Rising trend in JavaScript: React Js

React is built around the concept of components. This is in contrast to frameworks like Angular and Ember, which use two-way data bindings to update the HTML of the page. React is easier to learn than Angular and Ember – it is much smaller and plays nicely with jQuery and other frameworks. It is also extremely fast, because it uses a virtual DOM, and syncs only the changed parts with the underlying page (accessing the DOM is still the slowest part of a modern web application, which is why the framework gets a performance boost by optimizing it).

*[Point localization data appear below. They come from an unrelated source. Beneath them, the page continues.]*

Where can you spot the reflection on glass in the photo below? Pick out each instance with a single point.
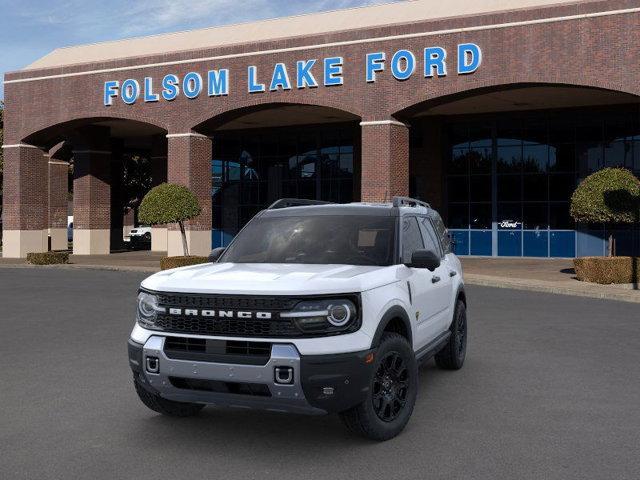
(480, 216)
(254, 168)
(509, 159)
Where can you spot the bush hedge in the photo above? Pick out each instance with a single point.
(607, 270)
(168, 203)
(48, 258)
(167, 263)
(611, 195)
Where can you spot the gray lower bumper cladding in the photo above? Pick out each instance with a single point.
(281, 397)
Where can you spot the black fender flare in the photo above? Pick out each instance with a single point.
(394, 312)
(460, 296)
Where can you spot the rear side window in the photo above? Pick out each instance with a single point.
(442, 233)
(430, 239)
(411, 238)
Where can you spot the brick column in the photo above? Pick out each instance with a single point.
(189, 164)
(58, 191)
(159, 175)
(25, 215)
(92, 192)
(385, 160)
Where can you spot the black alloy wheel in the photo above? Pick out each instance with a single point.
(390, 387)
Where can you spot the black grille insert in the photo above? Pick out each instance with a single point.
(239, 327)
(207, 325)
(226, 302)
(217, 386)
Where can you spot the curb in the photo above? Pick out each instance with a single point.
(526, 285)
(75, 266)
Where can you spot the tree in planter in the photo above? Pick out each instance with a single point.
(170, 203)
(611, 195)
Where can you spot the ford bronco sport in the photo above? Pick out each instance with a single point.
(313, 308)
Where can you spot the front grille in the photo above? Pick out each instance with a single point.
(226, 302)
(227, 327)
(219, 351)
(223, 326)
(217, 386)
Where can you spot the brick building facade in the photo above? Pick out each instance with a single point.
(423, 99)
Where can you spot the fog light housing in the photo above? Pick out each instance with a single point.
(283, 375)
(152, 364)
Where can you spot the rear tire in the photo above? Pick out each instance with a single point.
(392, 392)
(166, 407)
(452, 356)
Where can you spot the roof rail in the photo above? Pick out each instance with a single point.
(294, 202)
(409, 202)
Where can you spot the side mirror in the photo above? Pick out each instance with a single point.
(425, 259)
(215, 254)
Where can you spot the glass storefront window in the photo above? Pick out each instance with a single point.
(510, 158)
(538, 159)
(253, 168)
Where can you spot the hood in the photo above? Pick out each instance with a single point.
(269, 278)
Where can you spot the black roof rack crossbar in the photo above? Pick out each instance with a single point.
(294, 202)
(409, 202)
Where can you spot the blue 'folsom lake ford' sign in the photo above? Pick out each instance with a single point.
(310, 73)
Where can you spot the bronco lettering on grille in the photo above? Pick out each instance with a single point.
(192, 312)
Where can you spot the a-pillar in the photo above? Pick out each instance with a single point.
(189, 164)
(385, 160)
(58, 191)
(158, 175)
(92, 192)
(24, 202)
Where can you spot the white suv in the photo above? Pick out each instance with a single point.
(313, 308)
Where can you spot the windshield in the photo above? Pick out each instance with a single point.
(349, 240)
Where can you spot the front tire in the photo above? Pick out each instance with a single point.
(166, 407)
(452, 356)
(392, 392)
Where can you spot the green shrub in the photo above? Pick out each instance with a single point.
(48, 258)
(607, 270)
(167, 263)
(170, 203)
(611, 195)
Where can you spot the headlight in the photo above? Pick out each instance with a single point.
(330, 315)
(148, 309)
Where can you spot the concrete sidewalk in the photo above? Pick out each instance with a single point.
(140, 261)
(533, 274)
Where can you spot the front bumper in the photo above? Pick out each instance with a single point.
(320, 383)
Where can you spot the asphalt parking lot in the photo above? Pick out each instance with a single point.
(550, 390)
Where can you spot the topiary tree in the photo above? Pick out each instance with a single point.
(169, 203)
(611, 195)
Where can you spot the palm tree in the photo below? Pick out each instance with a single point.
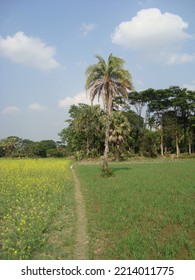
(108, 80)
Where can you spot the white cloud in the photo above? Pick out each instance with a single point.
(190, 86)
(79, 98)
(36, 107)
(87, 28)
(181, 58)
(29, 51)
(11, 110)
(159, 35)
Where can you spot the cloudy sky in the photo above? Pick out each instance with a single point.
(46, 45)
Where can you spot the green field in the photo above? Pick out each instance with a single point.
(146, 211)
(37, 209)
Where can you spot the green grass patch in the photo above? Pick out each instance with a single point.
(145, 211)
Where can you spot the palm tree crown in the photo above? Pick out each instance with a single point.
(107, 80)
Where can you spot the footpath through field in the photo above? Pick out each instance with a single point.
(81, 229)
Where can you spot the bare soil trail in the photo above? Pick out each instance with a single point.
(81, 247)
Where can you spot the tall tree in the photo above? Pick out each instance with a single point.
(107, 80)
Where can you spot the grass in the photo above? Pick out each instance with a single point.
(146, 211)
(37, 209)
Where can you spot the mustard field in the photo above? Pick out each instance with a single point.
(32, 192)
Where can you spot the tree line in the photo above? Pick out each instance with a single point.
(167, 128)
(119, 130)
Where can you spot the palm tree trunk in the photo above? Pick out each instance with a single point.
(177, 144)
(106, 147)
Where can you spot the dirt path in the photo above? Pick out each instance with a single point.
(81, 228)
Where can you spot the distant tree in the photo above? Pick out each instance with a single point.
(84, 134)
(107, 80)
(119, 131)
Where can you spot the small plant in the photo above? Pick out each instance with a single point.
(106, 173)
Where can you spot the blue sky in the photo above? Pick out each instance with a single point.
(46, 45)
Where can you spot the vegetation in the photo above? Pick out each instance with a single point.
(146, 211)
(36, 209)
(15, 147)
(168, 128)
(108, 81)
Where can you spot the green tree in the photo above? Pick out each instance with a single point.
(119, 131)
(83, 136)
(107, 80)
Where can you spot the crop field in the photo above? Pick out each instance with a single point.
(36, 209)
(146, 211)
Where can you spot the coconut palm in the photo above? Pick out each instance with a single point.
(108, 80)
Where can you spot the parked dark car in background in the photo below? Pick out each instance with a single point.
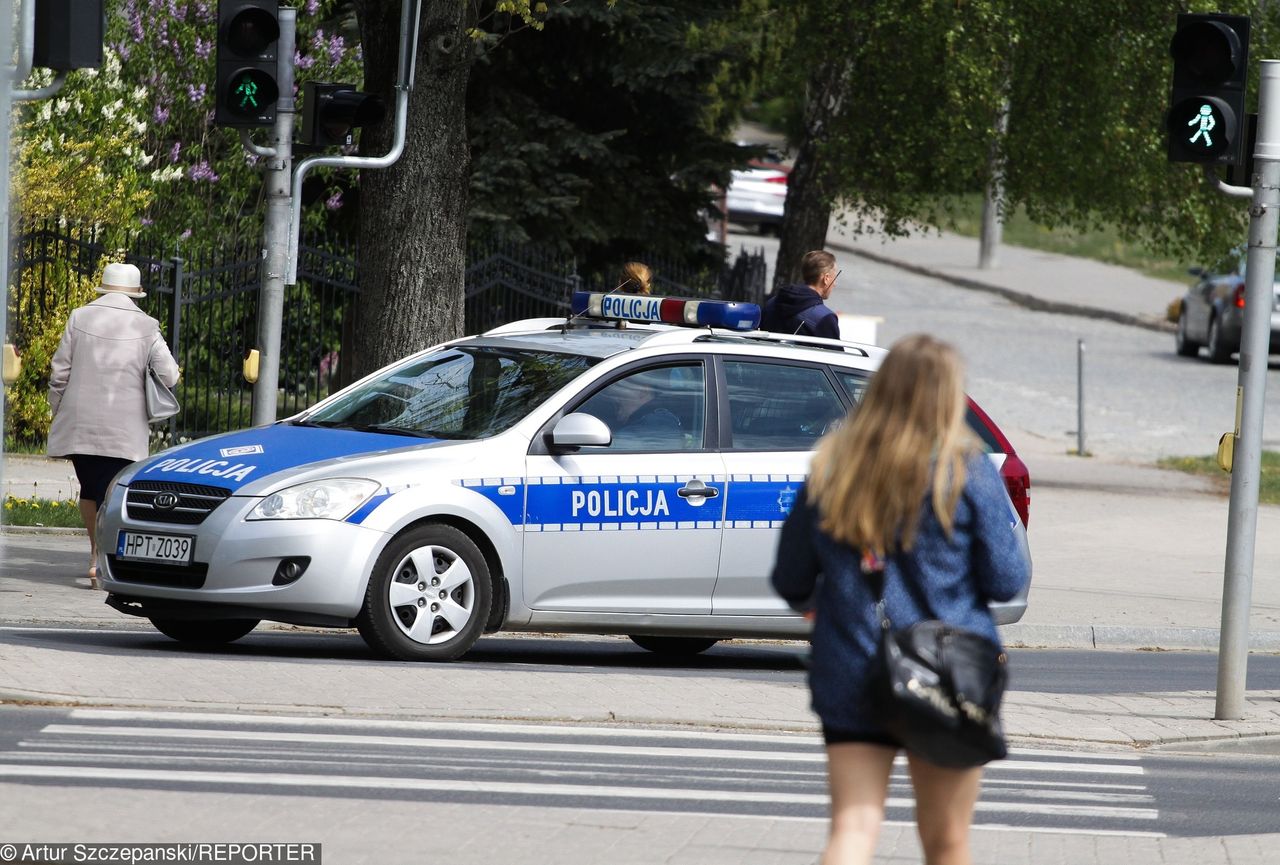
(1211, 314)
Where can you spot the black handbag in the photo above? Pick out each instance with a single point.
(940, 687)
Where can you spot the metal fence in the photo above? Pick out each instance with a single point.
(206, 303)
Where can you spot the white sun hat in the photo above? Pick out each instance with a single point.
(123, 279)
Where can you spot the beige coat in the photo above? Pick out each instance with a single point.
(96, 384)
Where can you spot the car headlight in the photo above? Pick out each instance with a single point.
(327, 499)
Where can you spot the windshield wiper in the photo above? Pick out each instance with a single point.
(401, 430)
(388, 429)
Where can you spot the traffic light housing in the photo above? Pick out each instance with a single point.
(1206, 106)
(248, 33)
(332, 113)
(68, 35)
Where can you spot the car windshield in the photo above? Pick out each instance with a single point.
(464, 392)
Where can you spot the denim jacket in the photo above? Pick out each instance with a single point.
(981, 562)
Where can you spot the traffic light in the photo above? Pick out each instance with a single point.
(68, 35)
(330, 113)
(1206, 106)
(248, 33)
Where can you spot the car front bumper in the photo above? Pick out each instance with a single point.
(236, 561)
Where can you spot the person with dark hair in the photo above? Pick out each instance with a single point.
(96, 389)
(903, 481)
(800, 309)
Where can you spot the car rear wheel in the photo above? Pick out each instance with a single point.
(1217, 352)
(673, 646)
(428, 596)
(204, 632)
(1184, 346)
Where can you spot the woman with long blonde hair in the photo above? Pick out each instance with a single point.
(903, 479)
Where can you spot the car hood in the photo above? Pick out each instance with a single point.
(238, 460)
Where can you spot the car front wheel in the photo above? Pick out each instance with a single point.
(1217, 352)
(673, 646)
(1184, 346)
(204, 632)
(428, 596)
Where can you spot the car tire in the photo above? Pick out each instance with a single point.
(1217, 352)
(673, 646)
(204, 632)
(1183, 344)
(428, 596)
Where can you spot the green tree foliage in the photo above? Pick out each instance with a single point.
(201, 186)
(613, 152)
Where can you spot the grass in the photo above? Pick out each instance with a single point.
(1269, 480)
(40, 512)
(1102, 245)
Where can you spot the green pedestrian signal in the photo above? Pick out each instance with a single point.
(1206, 104)
(248, 33)
(250, 92)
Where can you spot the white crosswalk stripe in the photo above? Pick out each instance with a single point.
(677, 770)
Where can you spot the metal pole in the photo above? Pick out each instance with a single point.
(275, 233)
(992, 224)
(1242, 522)
(1079, 398)
(7, 83)
(176, 333)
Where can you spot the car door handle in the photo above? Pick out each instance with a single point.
(696, 488)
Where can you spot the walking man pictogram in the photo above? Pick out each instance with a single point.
(1206, 124)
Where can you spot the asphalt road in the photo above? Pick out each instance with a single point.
(1141, 401)
(1043, 671)
(594, 769)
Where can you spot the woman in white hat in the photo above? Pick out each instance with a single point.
(96, 389)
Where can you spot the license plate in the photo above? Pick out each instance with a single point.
(141, 547)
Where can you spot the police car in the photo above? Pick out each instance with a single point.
(624, 471)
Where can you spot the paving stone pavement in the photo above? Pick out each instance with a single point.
(1162, 531)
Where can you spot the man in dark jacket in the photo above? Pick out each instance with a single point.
(800, 309)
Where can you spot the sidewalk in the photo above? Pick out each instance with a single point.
(1040, 280)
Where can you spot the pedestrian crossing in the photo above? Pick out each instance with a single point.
(603, 768)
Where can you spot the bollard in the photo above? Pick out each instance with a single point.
(1079, 398)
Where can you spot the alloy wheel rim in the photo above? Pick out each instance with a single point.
(432, 595)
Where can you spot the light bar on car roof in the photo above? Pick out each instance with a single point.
(667, 310)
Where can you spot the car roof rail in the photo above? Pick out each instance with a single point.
(803, 342)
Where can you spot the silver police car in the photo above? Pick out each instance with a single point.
(625, 471)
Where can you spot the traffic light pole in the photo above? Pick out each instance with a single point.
(1242, 520)
(7, 85)
(275, 232)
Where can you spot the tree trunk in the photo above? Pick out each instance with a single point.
(808, 210)
(414, 214)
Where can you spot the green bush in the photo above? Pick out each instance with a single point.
(27, 413)
(40, 512)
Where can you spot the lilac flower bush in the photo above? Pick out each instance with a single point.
(149, 114)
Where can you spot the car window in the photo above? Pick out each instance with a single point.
(654, 410)
(465, 392)
(854, 381)
(778, 407)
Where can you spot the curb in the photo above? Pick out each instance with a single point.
(1104, 636)
(41, 530)
(1020, 298)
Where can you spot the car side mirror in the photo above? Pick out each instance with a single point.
(581, 430)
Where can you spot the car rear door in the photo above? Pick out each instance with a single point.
(632, 527)
(772, 415)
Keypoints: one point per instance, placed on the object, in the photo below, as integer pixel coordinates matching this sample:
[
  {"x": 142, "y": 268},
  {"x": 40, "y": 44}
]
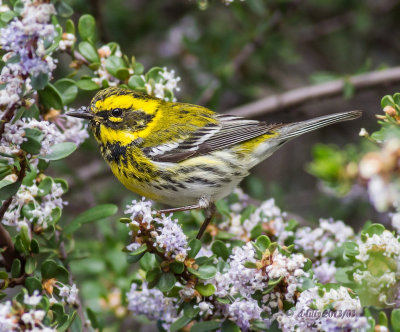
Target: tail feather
[{"x": 296, "y": 129}]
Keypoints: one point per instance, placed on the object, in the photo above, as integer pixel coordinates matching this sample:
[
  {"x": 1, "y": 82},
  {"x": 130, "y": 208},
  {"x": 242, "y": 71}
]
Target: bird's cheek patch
[{"x": 114, "y": 119}]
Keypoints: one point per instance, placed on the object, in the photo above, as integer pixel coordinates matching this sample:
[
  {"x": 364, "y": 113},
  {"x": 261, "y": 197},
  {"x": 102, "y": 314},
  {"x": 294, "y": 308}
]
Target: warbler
[{"x": 179, "y": 154}]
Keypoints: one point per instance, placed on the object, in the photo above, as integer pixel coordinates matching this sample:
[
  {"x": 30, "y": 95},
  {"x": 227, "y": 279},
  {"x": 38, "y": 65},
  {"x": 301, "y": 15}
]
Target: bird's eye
[{"x": 117, "y": 112}]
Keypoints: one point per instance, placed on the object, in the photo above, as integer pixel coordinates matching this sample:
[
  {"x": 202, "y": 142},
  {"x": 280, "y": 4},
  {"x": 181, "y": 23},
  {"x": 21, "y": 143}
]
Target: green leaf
[
  {"x": 350, "y": 249},
  {"x": 204, "y": 272},
  {"x": 26, "y": 240},
  {"x": 205, "y": 290},
  {"x": 166, "y": 282},
  {"x": 64, "y": 9},
  {"x": 148, "y": 261},
  {"x": 263, "y": 242},
  {"x": 86, "y": 27},
  {"x": 39, "y": 81},
  {"x": 205, "y": 326},
  {"x": 153, "y": 73},
  {"x": 229, "y": 326},
  {"x": 135, "y": 81},
  {"x": 16, "y": 268},
  {"x": 32, "y": 284},
  {"x": 180, "y": 323},
  {"x": 177, "y": 267},
  {"x": 88, "y": 51},
  {"x": 153, "y": 275},
  {"x": 219, "y": 248},
  {"x": 30, "y": 178},
  {"x": 377, "y": 229},
  {"x": 7, "y": 16},
  {"x": 33, "y": 141},
  {"x": 67, "y": 89},
  {"x": 50, "y": 269},
  {"x": 45, "y": 186},
  {"x": 35, "y": 248},
  {"x": 30, "y": 265},
  {"x": 93, "y": 319},
  {"x": 70, "y": 27},
  {"x": 60, "y": 151},
  {"x": 195, "y": 246},
  {"x": 395, "y": 320},
  {"x": 9, "y": 190},
  {"x": 93, "y": 214},
  {"x": 50, "y": 97},
  {"x": 86, "y": 83},
  {"x": 223, "y": 208},
  {"x": 113, "y": 64}
]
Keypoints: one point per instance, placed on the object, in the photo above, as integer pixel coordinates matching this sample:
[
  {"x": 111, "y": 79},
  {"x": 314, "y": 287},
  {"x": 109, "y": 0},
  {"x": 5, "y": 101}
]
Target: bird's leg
[{"x": 209, "y": 214}]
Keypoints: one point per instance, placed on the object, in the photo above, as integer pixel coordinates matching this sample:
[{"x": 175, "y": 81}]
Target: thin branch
[
  {"x": 306, "y": 94},
  {"x": 8, "y": 115}
]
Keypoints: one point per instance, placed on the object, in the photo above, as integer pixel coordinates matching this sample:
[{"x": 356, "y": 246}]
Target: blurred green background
[{"x": 228, "y": 56}]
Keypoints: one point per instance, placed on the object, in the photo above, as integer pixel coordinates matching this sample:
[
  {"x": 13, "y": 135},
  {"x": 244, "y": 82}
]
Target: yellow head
[{"x": 119, "y": 115}]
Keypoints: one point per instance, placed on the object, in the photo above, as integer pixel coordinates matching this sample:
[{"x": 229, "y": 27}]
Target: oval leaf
[{"x": 60, "y": 151}]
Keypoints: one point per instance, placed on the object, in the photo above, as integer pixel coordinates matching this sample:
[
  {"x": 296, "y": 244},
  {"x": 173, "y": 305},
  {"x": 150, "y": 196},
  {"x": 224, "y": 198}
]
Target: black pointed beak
[{"x": 81, "y": 112}]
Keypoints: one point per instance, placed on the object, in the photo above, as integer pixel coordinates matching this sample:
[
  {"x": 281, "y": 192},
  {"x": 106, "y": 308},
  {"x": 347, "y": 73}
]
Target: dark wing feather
[{"x": 230, "y": 131}]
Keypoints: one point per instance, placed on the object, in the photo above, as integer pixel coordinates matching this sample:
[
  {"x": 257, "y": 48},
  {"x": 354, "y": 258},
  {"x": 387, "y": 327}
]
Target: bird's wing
[{"x": 229, "y": 130}]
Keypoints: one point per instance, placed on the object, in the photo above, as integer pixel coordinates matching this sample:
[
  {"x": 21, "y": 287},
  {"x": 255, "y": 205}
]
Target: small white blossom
[{"x": 152, "y": 303}]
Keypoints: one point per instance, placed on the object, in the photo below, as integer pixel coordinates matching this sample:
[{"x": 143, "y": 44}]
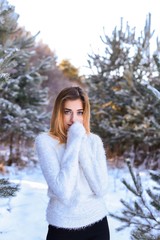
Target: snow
[{"x": 23, "y": 216}]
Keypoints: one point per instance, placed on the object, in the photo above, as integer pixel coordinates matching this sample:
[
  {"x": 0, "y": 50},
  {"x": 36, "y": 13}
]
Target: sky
[{"x": 73, "y": 28}]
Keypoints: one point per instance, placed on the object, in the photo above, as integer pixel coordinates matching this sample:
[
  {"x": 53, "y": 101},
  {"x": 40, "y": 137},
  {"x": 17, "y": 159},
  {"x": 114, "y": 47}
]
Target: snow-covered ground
[{"x": 23, "y": 216}]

React.js is a UI/View framework in which JavaScript functions generate HTML in a reactive data flow. We have seen several smaller projects achieve success with React.js and developers are drawn to its clean approach to componentization. One of its unique selling points is that not only does it perform on the client side, but it can also be rendered server side, and they can work together inter-operably. It does the least amount of DOM manipulation possible in order to keep your components up to date.

The Reactive library takes templating to a whole new level combining common UI elements into the templating engine. Actually, using this in a production environment would be tough. You could make it happen, but it’s also still in heavy development and not up to the level of React. But it’s worth keeping your eyes on for future process.

React does not prescribe a data management system, but a Flux-based approach is recommended. React’s 1-way data flow approach borrowing ideas from functional programming and immutable data structures transformed the way we think about front-end framework architecture.